Percepatan pengerjaan talud, sebut Sundoko, juga terus dilakukan karena talud dibangun di sisi Utara dan Selatan jalan upperpass di atas JTTS tersebut.
Sundoko tidak mempersoalkan ia dan rekan-rekannya tetap bekerja. Sebab, pekerjaan talud harus segera selesai sebelum memasuki bulan suci Ramadan.
Menurutnya, penyelesaian pekerjaan talud bisa meminimalisir terjadinya longsor pada tanah penahan di bagian upperpass jalan bebas hambatan tersebut.
Sebelumnya, pekerjaan saluran drainase untuk pembuangan air telah dikerjakan memperlancar aliran air saat hujan.
Pembuatan bronjong jembatan Way Asahan di Kilometer 19+000 Desa Pasuruan, juga terus dilanjutkan saat hari buruh.
Suri, salah satu pengawas pengerjaan bronjong, menyebut penyelesaian talud penahan bahu sungai terus dikebut. Sebab, musim pengujan yang berimbas debit air sungai berpotensi membuat bahu sungai longsor. Meski hari buruh ditetapkan sebagai hari libur nasional, aspek keselamatan untuk jembatan JTTS tersebut diakuinya sangat penting.
“Pekerjaan pembuatan bronjong harus segera diselesaikan, bahkan beberapa menerapkan sistem lembur agar saat hujan tidak longsor,” beber Suri.
Suri menjelaskan, proses pengerjaan bronjong dilakukan dalam beberapa tingkat. Bronjong mempergunakan kawat galvanis tersebut diisi oleh puluhan pekerja, sekaligus dibantu menggunakan alat berat jenis excavator.
Suri mengaku tak keberatan tetap bekerja pada hari buruh. Pekerja yang dibayar dengan sistem harian tersebut, bahkan mengaku justru akan merugi jika diliburkan.
Faktor waktu penyelesaian bronjong jembatan yang ditarget sebelum bulan Ramadan sekaligus menjadi alasan pekerja tetap bekerja.
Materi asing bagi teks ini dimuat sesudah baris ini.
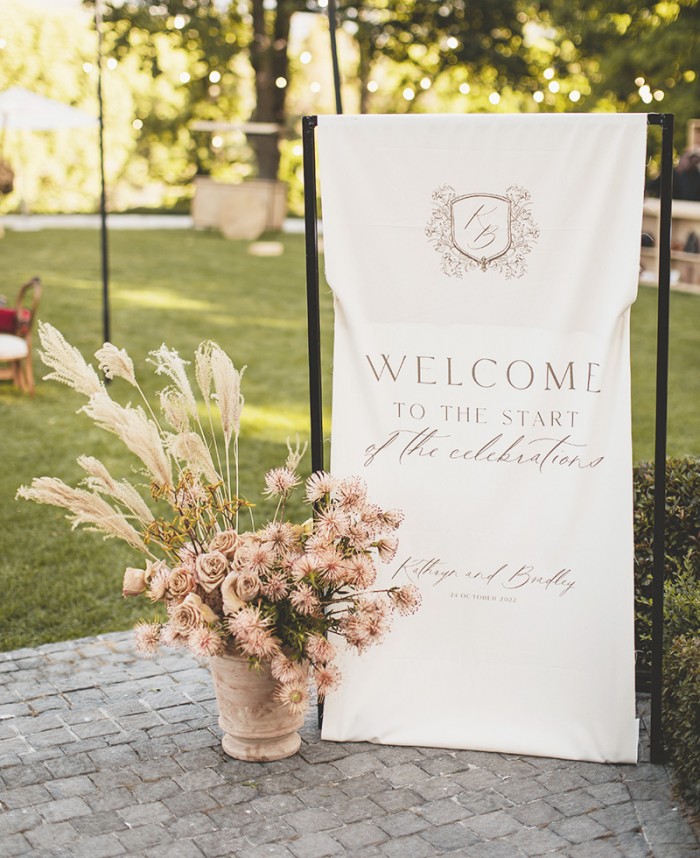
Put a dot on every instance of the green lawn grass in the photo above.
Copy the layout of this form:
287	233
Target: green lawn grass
181	288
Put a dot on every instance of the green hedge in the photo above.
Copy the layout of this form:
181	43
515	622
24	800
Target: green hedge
681	701
682	712
682	538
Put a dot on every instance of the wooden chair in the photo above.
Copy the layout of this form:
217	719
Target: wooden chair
16	337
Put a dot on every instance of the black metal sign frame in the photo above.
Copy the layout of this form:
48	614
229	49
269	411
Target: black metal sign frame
665	121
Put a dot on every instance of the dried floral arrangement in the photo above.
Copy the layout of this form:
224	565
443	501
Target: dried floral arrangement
278	593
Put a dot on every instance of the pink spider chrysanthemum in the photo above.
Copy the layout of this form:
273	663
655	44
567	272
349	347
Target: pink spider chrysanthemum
352	493
305	566
157	588
275	586
286	671
257	558
280	481
147	637
332	523
361	571
332	565
406	599
204	642
278	536
295	695
304	600
371	516
169	636
387	547
253	634
319	485
327	678
359	536
391	518
319	649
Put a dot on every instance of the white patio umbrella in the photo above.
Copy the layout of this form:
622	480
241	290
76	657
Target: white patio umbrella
23	110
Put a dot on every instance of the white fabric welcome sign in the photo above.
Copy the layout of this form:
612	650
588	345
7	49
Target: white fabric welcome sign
483	268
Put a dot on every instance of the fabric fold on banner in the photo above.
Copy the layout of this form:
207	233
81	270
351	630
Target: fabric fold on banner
483	269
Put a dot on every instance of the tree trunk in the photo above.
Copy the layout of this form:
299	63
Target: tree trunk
268	56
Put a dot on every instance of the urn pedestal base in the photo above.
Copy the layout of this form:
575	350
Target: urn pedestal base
257	727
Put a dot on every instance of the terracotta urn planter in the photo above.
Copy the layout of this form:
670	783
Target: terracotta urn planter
256	726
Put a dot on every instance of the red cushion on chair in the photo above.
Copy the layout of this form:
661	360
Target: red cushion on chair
15	322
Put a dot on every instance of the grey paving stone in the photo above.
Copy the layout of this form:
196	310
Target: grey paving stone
574	803
311	819
359	764
365	785
355	809
536	841
190	825
52	835
235	817
202	779
49	738
609	793
450	837
76	764
491	849
402	823
180	849
269	850
201	758
221	843
115	757
443	810
144	814
493	825
485	801
160	790
316	844
357	835
445	764
23	775
321	752
64	808
102	846
268	831
79	785
101	822
14	821
405	775
15	844
25	796
475	778
535	813
519	790
139	839
596	849
618	818
320	773
394	755
633	845
411	846
398	799
578	829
Sesuai jadwal pelaksanaan, pekerjaan pembuatan bronjong akan diselesaikan sebelum hari Minggu (5/5) atau Senin (6/5), yang ditetapkan sebagai awal Ramadan.
Pekerjaan saat bulan Ramadan tidak akan efektif, karena sebagian pekerja menjalankan ibadah puasa. Selain itu, sejumlah pekerja berasal dari luar Lampung yang akan pulang kampung saat bulan Ramadan.
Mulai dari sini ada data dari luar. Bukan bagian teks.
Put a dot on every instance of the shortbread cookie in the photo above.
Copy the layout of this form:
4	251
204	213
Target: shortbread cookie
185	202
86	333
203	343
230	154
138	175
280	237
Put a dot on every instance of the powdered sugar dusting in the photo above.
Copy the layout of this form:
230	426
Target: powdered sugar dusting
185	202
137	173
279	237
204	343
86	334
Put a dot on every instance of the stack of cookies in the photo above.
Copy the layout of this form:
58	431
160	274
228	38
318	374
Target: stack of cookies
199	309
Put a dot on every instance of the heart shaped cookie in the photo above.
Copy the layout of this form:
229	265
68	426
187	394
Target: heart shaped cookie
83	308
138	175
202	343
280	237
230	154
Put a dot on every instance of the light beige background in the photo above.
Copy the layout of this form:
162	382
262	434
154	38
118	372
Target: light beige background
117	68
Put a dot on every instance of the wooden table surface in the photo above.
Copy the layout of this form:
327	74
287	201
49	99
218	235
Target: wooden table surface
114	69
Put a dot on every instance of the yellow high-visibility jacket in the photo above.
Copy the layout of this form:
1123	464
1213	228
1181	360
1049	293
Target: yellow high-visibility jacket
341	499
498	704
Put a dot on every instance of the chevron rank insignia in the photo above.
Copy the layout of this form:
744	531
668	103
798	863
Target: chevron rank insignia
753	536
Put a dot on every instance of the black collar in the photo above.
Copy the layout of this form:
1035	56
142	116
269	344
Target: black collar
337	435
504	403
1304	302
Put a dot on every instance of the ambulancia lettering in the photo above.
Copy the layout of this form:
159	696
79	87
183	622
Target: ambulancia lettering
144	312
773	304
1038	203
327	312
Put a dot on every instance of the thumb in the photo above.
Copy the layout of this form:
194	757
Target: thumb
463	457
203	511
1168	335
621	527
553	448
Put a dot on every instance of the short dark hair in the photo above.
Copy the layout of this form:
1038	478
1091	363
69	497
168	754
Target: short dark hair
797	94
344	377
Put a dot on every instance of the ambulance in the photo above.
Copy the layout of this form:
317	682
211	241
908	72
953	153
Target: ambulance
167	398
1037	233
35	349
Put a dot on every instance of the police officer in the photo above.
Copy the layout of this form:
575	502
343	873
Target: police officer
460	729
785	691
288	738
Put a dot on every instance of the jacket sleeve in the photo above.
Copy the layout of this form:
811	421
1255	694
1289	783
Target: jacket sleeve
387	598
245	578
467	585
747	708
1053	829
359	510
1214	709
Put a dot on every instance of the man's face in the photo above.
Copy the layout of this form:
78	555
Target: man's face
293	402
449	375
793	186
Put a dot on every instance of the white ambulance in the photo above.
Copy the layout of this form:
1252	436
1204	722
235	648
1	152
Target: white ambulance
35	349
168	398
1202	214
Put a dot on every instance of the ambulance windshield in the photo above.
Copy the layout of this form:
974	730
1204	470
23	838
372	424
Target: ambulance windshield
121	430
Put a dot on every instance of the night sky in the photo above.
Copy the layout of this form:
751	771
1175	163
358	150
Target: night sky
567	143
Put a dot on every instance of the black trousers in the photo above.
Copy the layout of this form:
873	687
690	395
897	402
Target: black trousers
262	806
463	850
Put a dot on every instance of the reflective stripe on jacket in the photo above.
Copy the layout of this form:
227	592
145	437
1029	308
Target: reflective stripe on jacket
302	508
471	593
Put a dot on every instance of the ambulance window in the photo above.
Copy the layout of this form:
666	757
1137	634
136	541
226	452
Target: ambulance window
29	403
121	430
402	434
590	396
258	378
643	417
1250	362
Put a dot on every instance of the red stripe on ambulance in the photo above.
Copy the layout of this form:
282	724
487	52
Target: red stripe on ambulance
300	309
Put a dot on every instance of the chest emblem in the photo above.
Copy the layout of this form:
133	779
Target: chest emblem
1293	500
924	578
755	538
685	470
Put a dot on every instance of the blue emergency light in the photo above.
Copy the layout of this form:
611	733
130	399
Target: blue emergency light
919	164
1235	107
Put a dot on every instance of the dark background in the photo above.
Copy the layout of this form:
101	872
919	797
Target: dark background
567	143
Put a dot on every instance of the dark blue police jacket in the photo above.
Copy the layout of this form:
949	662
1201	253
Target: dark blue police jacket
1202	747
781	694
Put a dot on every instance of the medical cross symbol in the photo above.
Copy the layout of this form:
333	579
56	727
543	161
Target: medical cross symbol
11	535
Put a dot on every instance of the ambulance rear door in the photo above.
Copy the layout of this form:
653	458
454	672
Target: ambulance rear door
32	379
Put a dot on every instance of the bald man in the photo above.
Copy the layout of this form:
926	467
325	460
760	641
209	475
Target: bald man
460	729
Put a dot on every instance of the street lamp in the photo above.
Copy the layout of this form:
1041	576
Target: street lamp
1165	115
“Kalau hari buruh kami libur, maka bisa mengurangi waktu dan volume pekerjaan, sementara cuaca hujan berpotensi mengakibatkan banjir,”papar Suri.
Percepatan dan target waktu penyelesaian bronjong, juga dilakukan untuk memperlancar arus mudik. Pasalnya, dengan penguatan bronjong, lalu lintas di jalan tol tidak akan terganggu oleh longsor atau potensi sungai meluap.
Namun, Suri mengatakan ada sebagian pekerja pada proyek JTTS yang libur. Mereka merupakan karyawan perusahaan PT. Pembangunan Perumahan (PP) sebagai kontraktor JTTS Kilometer 0 hingga Kilometer 39.